Gary Sappier said he worked with Arts NB to help up and coming artists find money and opportunities vital to an arts career.

The Liberal Government in New Brunswick will take over the work of the board, cutting $400,000 in administration costs by laying off staff.

Arts NB found out about the move Feb. 3.

The board came into existence in 1989 so the province would have an arms length, non-political entity to hand out taxpayer dollars to artists in the province.

“I’m more concerned about the governance side,” said Sappier. “What we were advocating for 25 years, and it was a national model, was to work at arm’s length from government, from bureaucrats who can give whoever they want the money. We’re judged by our own peers. We’re not bound by bureaucrats who nothing about the arts.”

Sappier said aboriginal artists have been served well by Arts NB.

“They hired an aboriginal outreach worker, an artist herself, doing outreach work to artists in Mi’kmaq and Maliseet communities,” said Sappier. She engaged the communities. Helped with everything, from forms to what programs artists are eligible for. It will be sad to see it all go.”

Sappier has worn many hats in the music industry, from music producer to performing in his own Gary Sappier Blues Band.

arts NB2

He said establishing a career in the arts is a hard road. His main focus with Arts NB is to help artists find cash, navigate complicated grant forms, and career development.

Sappier points to successful New Brunswick bands like the award-winning City Natives as an example of how far aboriginal artists have come.

“In 2014, we had four ECMA artists right here from Tobique. Four groups from New Brunswick. City Natives, won big at the East Coast Music Awards,” said Sappier. “The headlines read; Tobique First Nation shines at ECMA’s.
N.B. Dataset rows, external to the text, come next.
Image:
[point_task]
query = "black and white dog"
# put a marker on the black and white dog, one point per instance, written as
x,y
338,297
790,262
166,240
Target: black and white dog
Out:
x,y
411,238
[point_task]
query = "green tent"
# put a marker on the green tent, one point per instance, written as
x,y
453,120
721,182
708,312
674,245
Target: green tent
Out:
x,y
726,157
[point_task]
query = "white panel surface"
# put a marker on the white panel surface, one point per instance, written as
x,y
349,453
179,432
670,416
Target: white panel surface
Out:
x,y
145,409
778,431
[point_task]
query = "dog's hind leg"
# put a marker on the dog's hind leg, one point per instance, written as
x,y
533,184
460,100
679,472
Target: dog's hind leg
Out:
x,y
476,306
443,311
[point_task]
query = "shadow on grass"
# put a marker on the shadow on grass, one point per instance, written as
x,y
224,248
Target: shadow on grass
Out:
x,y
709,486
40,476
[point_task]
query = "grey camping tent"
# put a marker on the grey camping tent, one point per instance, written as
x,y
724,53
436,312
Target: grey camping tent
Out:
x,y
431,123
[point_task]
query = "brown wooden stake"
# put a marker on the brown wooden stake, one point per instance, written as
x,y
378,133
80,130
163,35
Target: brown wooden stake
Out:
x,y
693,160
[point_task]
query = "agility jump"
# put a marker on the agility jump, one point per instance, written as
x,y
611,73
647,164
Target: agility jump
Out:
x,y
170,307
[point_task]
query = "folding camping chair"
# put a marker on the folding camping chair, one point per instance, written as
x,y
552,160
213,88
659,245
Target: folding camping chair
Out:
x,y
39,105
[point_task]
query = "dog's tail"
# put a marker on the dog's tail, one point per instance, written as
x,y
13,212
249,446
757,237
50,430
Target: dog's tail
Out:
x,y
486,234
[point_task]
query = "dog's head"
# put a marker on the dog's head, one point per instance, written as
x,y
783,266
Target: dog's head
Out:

These guys are working very, very hard at their craft. They’ve stepped up to the challenge.”

But Aboriginal artists need support and Sappier said he is worried that will disappear if government takes over the arts board.

“It’s pretty hard, it’s an endless self-promotion. And you’re always doing it every day,” said Sappier. “Networking is one of the most important things you can do outside the province. The Arts board? We were doing that. That’s one of the things we’re going to miss.”

It’s not over yet.

New Brunswick Tourism, Culture and Heritage Minister, along with the Premier Brian Gallant, are expected to meet with the arts board next week.

Sappier plans to plead his case of why having a board at arm’s length from government is so important.

Phone calls to the Department of Tourism, Culture and Heritage were not returned.

A press release issued earlier this month said the decision wouldn’t mean less money for artists.

Minister Bill Fraser said, “This will result in a more focused, streamlined approach to ensure that the maximum amount of funding reaches the artists in a cost-effective way while ensuring that the arm’s-length, peer assessment model remains intact.”

But in a post to the Arts NB site, the board chair wrote that he disagrees with the decision.

“The actions Minister Fraser is taking right now will wreck something that has been working for over 25 years through successive Liberal and Conservative governments,” said Pierre McGraw. “Does this government really want to be the regime that re-politicizes arts funding?”